Now I have enough sense to not march out and spend hundreds of dollars on cookware and a 5-quart oval Le Creuset Dutch oven (in azure blue! And exclusively at Williams-Sonoma!) when my cooking skills are limited to frozen bags of Bertolli Mediterranean-style dinners. But dangle a catalog like Williams-Sonoma in front of me and my mind starts working overtime about the possibilities: I can have this, I can get that, I bet I can put this on that credit card and then make a double-payment. And yes, I know that great pieces of cookware does not a good cook make. But these lifestyle catalogues are different from the ones hawking makeup and shampoo. In those ads, it’s so unrealistic that it’s not even funny: no amount of Salon Selectives, Garnier or Trésommé will transform me into a beauty. (And don’t get me started with the insidious undertone of using French names to conjure up slim, French women who never get fat; we American women have enough image problems.) With a thick Pottery Barn catalogue, transforming your home isn’t as difficult as your waistline.

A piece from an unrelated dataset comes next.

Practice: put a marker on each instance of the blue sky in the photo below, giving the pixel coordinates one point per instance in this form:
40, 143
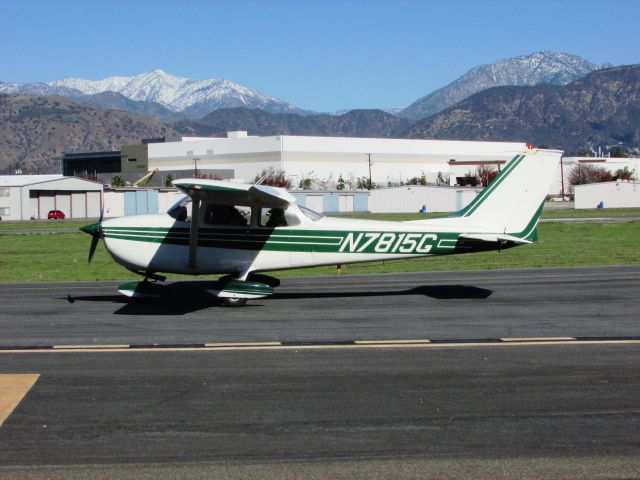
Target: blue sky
321, 55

In the PB or Williams-Sonoma promise, it’s always within grasp of your credit limit. And in the case of the latter, they give instructions on how to make seared scallops with spicy aioli! Not only do they make it easy to transform your living or kitchen space, but want you to do something practical with it!

Like my male friend, I also stock up on certain magazines that play to my sense of “I can do that, too!” For me, it’s catalogues and food magazines because what they promise seems so much more in reach than planning some ski trip to Montana or running up and down Mt. Hood. Now all I have to do is learn to cook, get a French country kitchen and some awesome lighting. Toss in the tousled haired guy and I will be living the most perfect catalogue life.